Social network models

In my research, I study social networks. In the most basic type of social network data, you get to see who is friends with who, and that’s it! In my favorite probability models for social networks, each pair of people \(i\) and \(j\) become friends, independently, with some probability \(p_{ij}\). Then, we apply all sorts of wild functions to these networks (e.g. compute eigenvectors, if you know what those are). It is really difficult to handle these situations without the Monte Carlo tools in the next chapter.

Random variables can be formed by taking a function of another random variable. This is what happens in the pricing of “options” in finance.

Binomial asset pricing model

One area of finance is “option pricing.” Suppose that \(X\) is the price of GME stock in one month from today. An “option” pays you \(f(X)\) for some function \(f\).

For example, suppose GME costs $120 today and the function is \[f(X) = \left\{\begin{array}{ll} 120-X & \mbox{if $X<120$} \\ 0 & \mbox{if $X \ge 120$.} \end{array}\right.\] This is often referred to as a put option. This is like giving you the option to purchase GME stock in one month and selling GME at today’s price. If the price goes up, you would not use that option and you would make zero (but not lose any money). Otherwise, you would make \(120-X\). In effect, you are betting that GME will go down.

Suppose you are a bank and someone wants to purchase this put option. You need to determine the price. What would be the fair price to charge them? We will refer back to this example in the next section on Monte Carlo. In that section, we will need a model for the asset price \(X\).

One of the simplest models for \(X\) is the Binomial Asset Pricing Model which says that at every time step (e.g. every minute), the price goes up by one penny with probability \(p\), or down by one penny with probability \(1-p\). In this example, both \(X\) and \(f(X)\) are random variables.

What might be some problems with the Binomial Asset Pricing model? Let’s critique it.

Election models

Will the D or R presidential candidate win Wisconsin in 2024? What is the distribution of this random variable \(W\), where \(W = -1\) if D and \(W = 1\) if R? What about Michigan \(M \in \{-1,1\}\)? What if we wanted to model both Wisconsin and Michigan together \((W,M)\)? If you knew that \(M = 1\), would this tell you anything about \(W\)? Why? How do we model this?

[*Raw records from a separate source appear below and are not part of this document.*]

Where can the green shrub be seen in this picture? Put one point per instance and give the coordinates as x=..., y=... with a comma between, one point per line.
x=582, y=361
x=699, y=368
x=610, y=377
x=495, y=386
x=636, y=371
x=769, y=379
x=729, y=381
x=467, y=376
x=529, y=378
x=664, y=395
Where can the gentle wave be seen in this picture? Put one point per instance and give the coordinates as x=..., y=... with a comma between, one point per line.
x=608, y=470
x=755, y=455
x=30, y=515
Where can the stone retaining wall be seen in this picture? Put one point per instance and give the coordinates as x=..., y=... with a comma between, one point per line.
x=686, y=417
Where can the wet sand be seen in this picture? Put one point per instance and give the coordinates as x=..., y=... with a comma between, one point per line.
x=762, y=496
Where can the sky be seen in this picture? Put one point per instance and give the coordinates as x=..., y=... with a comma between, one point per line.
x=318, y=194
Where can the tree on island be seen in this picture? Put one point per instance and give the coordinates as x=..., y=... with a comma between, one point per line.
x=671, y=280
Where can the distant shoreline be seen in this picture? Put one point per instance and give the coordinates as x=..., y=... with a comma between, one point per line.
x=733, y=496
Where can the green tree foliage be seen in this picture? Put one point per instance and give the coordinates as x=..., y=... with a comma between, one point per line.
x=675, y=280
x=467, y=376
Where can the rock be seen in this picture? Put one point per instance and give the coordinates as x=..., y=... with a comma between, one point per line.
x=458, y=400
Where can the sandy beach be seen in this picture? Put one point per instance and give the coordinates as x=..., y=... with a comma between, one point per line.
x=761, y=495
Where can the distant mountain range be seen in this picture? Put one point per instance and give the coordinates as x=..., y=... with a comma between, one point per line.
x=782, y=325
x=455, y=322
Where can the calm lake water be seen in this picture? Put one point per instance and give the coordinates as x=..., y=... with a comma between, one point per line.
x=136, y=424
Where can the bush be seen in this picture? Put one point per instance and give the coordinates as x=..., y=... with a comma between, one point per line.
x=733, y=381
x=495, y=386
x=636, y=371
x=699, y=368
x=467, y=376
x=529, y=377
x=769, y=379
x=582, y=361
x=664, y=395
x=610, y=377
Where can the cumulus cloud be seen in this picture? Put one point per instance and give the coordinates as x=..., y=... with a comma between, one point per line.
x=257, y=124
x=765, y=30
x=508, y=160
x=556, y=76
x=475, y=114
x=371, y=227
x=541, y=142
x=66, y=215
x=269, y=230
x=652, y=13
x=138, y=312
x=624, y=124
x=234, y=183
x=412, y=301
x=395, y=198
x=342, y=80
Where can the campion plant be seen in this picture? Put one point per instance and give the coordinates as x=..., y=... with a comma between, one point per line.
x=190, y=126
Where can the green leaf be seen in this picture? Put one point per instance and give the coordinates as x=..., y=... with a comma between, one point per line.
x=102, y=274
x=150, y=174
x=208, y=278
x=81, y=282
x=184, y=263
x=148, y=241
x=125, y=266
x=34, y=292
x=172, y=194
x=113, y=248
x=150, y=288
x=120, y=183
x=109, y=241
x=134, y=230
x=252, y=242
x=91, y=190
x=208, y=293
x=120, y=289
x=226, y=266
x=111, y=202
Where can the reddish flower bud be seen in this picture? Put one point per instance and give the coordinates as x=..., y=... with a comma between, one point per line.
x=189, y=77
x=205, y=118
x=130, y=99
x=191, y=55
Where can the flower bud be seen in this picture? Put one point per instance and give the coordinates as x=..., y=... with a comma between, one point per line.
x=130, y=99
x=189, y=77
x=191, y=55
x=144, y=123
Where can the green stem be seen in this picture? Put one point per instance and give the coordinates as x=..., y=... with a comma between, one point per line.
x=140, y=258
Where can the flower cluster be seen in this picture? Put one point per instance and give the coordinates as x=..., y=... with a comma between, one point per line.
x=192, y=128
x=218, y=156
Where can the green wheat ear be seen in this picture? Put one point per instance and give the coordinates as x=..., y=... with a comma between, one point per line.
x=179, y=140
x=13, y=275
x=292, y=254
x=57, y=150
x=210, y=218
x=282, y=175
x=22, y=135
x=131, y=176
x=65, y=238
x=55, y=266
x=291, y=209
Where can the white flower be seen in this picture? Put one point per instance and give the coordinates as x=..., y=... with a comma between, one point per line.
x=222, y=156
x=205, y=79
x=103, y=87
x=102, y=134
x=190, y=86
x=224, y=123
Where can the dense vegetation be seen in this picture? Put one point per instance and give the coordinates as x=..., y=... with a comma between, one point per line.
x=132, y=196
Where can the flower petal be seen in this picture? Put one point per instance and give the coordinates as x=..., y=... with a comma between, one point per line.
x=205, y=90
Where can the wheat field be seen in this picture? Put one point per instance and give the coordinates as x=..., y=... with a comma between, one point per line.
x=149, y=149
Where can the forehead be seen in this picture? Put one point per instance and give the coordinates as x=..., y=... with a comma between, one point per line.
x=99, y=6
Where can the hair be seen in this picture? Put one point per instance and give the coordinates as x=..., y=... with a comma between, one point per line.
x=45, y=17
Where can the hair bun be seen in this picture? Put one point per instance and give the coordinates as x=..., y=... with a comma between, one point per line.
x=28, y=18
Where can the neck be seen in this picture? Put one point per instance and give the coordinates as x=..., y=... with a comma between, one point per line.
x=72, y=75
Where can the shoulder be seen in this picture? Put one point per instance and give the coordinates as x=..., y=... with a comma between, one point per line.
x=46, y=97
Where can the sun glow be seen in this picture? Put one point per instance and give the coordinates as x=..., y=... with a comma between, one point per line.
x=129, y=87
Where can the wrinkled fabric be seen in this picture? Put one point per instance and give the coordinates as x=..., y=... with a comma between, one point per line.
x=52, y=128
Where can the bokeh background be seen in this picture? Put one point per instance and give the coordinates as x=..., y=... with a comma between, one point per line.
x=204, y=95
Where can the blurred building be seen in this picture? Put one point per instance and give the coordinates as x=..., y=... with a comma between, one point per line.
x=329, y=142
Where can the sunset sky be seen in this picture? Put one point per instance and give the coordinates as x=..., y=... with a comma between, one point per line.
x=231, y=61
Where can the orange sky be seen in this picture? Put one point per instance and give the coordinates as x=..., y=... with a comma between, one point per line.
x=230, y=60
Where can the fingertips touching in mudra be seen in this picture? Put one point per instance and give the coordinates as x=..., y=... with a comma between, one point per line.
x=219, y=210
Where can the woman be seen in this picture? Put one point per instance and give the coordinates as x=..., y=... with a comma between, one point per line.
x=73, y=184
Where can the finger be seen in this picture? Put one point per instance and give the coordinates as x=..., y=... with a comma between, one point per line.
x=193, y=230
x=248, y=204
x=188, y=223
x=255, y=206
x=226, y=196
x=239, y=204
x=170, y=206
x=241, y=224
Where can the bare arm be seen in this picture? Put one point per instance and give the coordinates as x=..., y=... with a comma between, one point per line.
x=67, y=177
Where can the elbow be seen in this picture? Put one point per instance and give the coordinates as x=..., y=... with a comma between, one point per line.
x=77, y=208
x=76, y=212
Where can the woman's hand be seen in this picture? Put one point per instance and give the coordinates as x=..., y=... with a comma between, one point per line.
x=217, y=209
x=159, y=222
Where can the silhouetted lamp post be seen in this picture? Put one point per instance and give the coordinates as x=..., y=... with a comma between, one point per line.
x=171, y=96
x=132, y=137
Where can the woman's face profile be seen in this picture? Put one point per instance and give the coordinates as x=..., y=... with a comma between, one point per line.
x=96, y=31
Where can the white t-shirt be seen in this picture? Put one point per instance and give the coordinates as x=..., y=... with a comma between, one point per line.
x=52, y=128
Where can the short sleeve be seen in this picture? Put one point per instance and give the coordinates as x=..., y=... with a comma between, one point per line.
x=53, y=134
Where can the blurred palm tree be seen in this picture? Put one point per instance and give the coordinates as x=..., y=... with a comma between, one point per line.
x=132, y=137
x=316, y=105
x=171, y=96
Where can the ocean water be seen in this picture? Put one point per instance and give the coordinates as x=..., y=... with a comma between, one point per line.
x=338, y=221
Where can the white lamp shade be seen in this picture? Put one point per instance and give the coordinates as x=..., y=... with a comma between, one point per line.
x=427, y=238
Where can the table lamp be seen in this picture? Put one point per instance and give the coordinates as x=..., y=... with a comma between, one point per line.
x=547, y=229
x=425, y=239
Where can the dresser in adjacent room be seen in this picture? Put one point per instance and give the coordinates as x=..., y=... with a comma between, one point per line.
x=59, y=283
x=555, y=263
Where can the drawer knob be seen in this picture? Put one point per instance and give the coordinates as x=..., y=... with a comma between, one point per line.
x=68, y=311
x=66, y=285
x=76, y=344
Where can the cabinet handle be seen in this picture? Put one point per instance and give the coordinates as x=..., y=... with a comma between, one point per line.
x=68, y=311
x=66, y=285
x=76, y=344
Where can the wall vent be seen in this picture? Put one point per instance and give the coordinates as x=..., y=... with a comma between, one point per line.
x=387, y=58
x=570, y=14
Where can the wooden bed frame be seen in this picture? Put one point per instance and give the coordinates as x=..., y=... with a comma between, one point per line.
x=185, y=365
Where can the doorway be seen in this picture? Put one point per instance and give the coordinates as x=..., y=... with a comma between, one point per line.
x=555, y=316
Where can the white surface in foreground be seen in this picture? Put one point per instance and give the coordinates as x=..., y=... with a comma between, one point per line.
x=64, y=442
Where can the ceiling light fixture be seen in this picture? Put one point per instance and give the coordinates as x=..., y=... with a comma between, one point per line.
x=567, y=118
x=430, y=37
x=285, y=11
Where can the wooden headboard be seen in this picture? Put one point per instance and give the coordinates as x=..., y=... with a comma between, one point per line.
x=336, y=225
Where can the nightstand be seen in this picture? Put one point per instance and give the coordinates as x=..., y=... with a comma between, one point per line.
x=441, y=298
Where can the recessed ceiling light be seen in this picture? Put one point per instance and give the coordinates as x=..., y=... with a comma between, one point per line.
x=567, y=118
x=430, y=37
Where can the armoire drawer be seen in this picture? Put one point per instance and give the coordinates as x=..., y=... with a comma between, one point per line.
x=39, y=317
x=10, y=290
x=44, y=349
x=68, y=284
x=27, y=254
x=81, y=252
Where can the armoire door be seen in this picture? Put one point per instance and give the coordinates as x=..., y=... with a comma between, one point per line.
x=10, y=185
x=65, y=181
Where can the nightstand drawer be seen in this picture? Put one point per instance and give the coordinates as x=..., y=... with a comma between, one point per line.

One thing you could do is model the proportion of votes for D vs R in Wisconsin (only considering the two main candidates). Perhaps you consider this to be \(W_p \sim N(1/2,.05)\). Then, \(W\) is 1 if \(W_p > .5\) and \(W=-1\) if \(W_p<.5\). This helps because we can do the same thing for \(M\) and \(M_p\). Moreover, we can model \((W_p, M_p)\) as correlated via the multivariate normal distribution. To simulate these, you need to specify both the mean “vector” and a covariance matrix \(\Sigma \in \mathbb{R}^{2 \times 2}\)! The diagonal of the matrix specifies the variances \(\Sigma_{1,1}\) and \(\Sigma_{2,2}\), the off diagonal \(\Sigma_{1,2}\) specifies the covariances (kinda like correlation).

library(MASS)
Mean_Vector = c(.5,.5)
Covariance_Matrix = matrix(
  c(.05^2,.04^2,.04^2,.05^2), 
  nrow = 2)
Covariance_Matrix
##        [,1]   [,2]
## [1,] 0.0025 0.0016
## [2,] 0.0016 0.0025
WMp = mvrnorm(n = 1000, 
              mu = Mean_Vector, 
              Sigma = Covariance_Matrix)
plot(WMp, xlab = "Wisconsin proportion", ylab = "Michigan proportion")
lines(c(.5,.5), c(-10,10), col = "red")
lines(c(-10,10),c(.5,.5), col = "red")

What region of this plot corresponds to \(W=-1\) and \(M=+1\)? Does it make sense that there are fewer points in the top left compared to the top right?